Bagaimana Silvio Berlusconi Sebagai Pemilik AC Milan Membentuk Sepak Bola Modern?

Bagaimana Silvio Berlusconi Sebagai Pemilik AC Milan Membentuk Sepak Bola Modern?Pada hari ini di tahun 1986, Silvio Berlusconi membeli AC Milan yang sedang kesulitan dan mengubahnya menjadi klub super modern pertama dalam sepak bola membuka jalan bagi Premier League. Dengan kepergian Berlusconi dan Milan mundur ke keadaan biasa-biasa saja sekali lagi, inilah kisah 30 tahun di puncak.

Bagaimana Silvio Berlusconi Sebagai Pemilik AC Milan Membentuk Sepak Bola Modern?

ascolipicchio – Pada pagi hari tanggal 8 Juli 1986, 10.000 Milan(terbuka di tab baru) penggemar berkumpul di stadion Arena Civica kota, tepat di seberang Taman Sempione dari kastil Sforzesco yang ikonik. Dengan hujan di udara, rombongan dansa bernama Drive In baru saja selesai melakukan tugas mereka, ketika Wagner’s Ride of the Valkyrie tiba-tiba mulai meledak di atas pengeras suara.

Pembawa acara, seorang presenter TV untuk saluran Italia Uno , mengatakan kepada orang banyak yang menunggu untuk melihat ke langit, di mana tiga helikopter Agusta terlihat. Wagner memudar ke latar belakang saat Berlusconi melangkah maju untuk memegang mikrofon. Il Presidente berbicara tentang menjadi milanista seumur hidup , tidak ada bedanya dengan suporter lainnya (bahkan jika rumor masih bertahan bahwa dia masih kecil Inter(terbuka di tab baru) kipas). Dia ingin melihat kembalinya tontonan (kata kunci yang sering terdengar) dan percaya di atas segalanya bahwa sepak bola pada akhirnya adalah permainan yang mudah dan sederhana untuk dimainkan.

Baca Juga : Sepak Bola Serie A Italia Dibanjiri Uang AS 

Setelah kira-kira setengah jam, tetesan hujan telah berkembang menjadi hujan lebat di musim panas dan upacara dihentikan. Dengan kerumunan lari untuk mencari tempat berlindung, semua orang melompat kembali ke helikopter, terbang ke vila Berlusconi di luar kota dan meninggalkan meja-meja yang sarat dengan canape dan kue yang semakin basah. Spanduk dengan tulisan ‘Grazie Silvio!’ berkibar tertiup angin. Awal 1980-an tidak baik untuk Milan. Sebelum Marco van Basten ada Mark Hateley; sebelum Ruud Gullit ada Ray Wilkins. Dan sebelum Berlusconi ada Giuseppe Farina, yang dikenal pedas sebagai Il Agricoltore (‘petani’) dan diberhentikan sebagai provinsi dengan jerami di telinganya, kurang karisma yang dibutuhkan untuk menjalankan klub bergengsi tersebut. Bukan berarti ada banyak prestise di sekitarnya.

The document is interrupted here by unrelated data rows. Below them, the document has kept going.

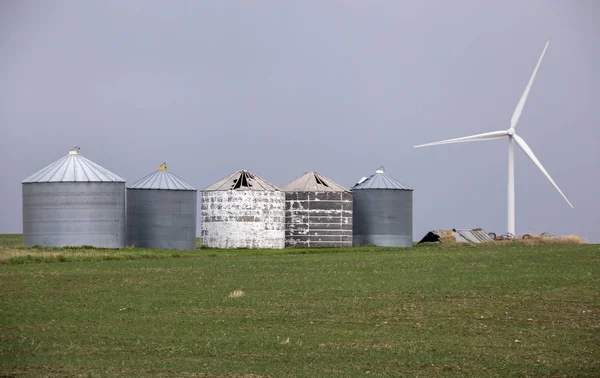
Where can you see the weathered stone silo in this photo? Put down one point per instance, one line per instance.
(243, 211)
(74, 202)
(318, 212)
(383, 211)
(161, 212)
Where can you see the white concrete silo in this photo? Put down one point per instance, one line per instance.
(318, 212)
(74, 202)
(243, 211)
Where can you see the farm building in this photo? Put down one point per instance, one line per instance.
(243, 211)
(318, 212)
(382, 212)
(161, 212)
(74, 202)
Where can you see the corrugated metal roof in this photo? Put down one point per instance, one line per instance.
(475, 235)
(73, 168)
(242, 180)
(313, 182)
(161, 179)
(379, 180)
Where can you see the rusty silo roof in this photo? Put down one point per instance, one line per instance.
(313, 182)
(379, 180)
(161, 179)
(73, 168)
(242, 180)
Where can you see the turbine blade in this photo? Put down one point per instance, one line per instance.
(470, 138)
(517, 114)
(521, 143)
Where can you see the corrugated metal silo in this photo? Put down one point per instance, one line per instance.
(161, 212)
(383, 211)
(243, 211)
(318, 212)
(74, 202)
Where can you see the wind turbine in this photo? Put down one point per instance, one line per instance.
(512, 139)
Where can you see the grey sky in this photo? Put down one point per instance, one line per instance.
(338, 87)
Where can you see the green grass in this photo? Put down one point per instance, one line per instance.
(425, 311)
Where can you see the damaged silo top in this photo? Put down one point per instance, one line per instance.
(313, 182)
(242, 180)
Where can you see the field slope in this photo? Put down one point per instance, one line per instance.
(426, 311)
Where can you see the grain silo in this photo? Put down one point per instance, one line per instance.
(161, 212)
(243, 211)
(74, 202)
(318, 212)
(382, 211)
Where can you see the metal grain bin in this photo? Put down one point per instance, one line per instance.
(161, 212)
(243, 211)
(383, 212)
(74, 202)
(318, 212)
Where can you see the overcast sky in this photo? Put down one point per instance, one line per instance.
(338, 87)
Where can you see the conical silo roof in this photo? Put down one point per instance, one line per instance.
(73, 168)
(379, 180)
(242, 180)
(161, 179)
(313, 182)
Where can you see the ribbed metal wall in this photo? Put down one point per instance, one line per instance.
(64, 214)
(162, 219)
(318, 219)
(383, 217)
(243, 219)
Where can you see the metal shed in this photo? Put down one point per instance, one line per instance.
(161, 212)
(383, 211)
(74, 202)
(243, 211)
(318, 212)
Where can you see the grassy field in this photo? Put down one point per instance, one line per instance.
(425, 311)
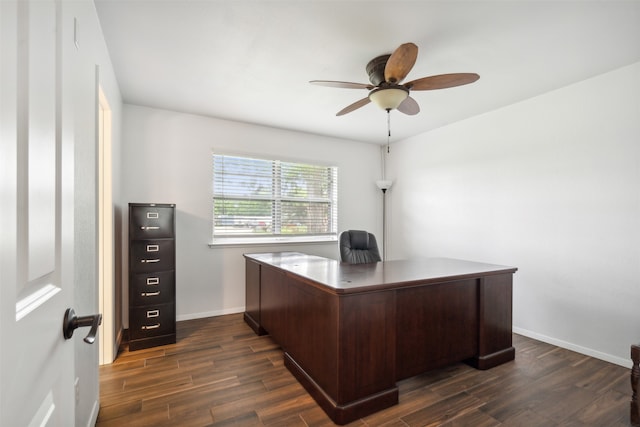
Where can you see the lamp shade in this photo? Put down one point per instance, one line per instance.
(384, 184)
(388, 98)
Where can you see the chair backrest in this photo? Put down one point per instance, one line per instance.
(358, 247)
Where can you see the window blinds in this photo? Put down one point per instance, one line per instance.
(265, 198)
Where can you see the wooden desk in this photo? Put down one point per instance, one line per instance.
(349, 332)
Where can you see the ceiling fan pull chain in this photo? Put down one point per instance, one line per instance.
(388, 128)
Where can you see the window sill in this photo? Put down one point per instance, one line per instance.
(272, 241)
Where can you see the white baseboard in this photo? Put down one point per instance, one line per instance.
(202, 315)
(573, 347)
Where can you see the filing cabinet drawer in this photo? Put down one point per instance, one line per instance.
(152, 288)
(151, 222)
(152, 255)
(152, 321)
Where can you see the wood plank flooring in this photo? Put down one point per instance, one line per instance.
(220, 373)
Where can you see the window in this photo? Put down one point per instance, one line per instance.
(258, 200)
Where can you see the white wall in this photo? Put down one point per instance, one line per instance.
(550, 185)
(166, 158)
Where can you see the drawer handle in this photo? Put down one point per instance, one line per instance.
(150, 294)
(147, 327)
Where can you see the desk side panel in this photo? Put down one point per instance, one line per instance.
(437, 325)
(252, 296)
(274, 304)
(367, 355)
(312, 341)
(495, 321)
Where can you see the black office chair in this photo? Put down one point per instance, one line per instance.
(358, 247)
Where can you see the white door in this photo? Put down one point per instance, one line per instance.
(36, 216)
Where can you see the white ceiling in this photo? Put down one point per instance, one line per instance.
(251, 61)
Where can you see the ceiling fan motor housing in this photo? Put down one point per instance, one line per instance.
(375, 69)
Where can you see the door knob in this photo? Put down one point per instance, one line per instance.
(72, 322)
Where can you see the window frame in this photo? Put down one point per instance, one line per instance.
(277, 238)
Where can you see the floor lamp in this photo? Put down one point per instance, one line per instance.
(384, 185)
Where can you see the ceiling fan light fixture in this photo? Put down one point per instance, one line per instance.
(389, 98)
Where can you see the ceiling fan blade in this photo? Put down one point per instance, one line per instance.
(442, 81)
(354, 106)
(409, 106)
(344, 85)
(400, 63)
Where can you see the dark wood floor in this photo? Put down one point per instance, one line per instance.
(221, 374)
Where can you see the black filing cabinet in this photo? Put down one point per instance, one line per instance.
(152, 275)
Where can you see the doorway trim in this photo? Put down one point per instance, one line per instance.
(106, 284)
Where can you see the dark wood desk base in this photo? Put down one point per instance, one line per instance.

Pada tahun 1980 Milan telah diturunkan ke Serie B dengan aib sebagai bagian dari skandal taruhan ilegal Totonero, hanya setahun setelah memenangkan Scudetto ke-10 mereka (dan dengan itu hak untuk memakai bintang emas di baju mereka). Mereka langsung bangkit lagi tetapi, dibebani hutang dan berjuang untuk menarik pemain yang layak, terdegradasi sekali lagi. Joe Jordan, yang bergabung dari Manchester United pada musim panas 1981, hanya memberikan sedikit pengaruh di musim pertamanya, tetapi golnya membantu mendorong klub kembali ke papan atas Italia. Penandatanganan Luther Blissett pada tahun 1983 telah menjadi legenda, tetapi mantan pemain Watford itu adalah pemenang Sepatu Emas, pencetak gol terbanyak Eropa dan jelas merupakan target man yang sangat mumpuni.

Namun, kegagalan Blissett untuk beradaptasi dengan kehidupan di Serie A telah menjadi gejala malaise yang menyengsarakan Milan. Namun, ada beberapa petunjuk tentang masa depan yang lebih cerah. Baresi, yang ditolak oleh Inter , telah naik pangkat untuk mengambil peran libero pada usia 18 tahun dan dipuji secara luas sebagai Beckenbauer baru. Kedatangan Wilkins dan Hateley pada tahun 1984 (yang pertama dari Manchester United; yang terakhir dari Divisi Dua Portsmouth, meskipun Farina awalnya mencoba untuk mengklaim bahwa dia adalah pemain Liverpool ) disambut dengan antusiasme yang mengejutkan, mengingat masa-masa sulit para pendahulu Inggris mereka.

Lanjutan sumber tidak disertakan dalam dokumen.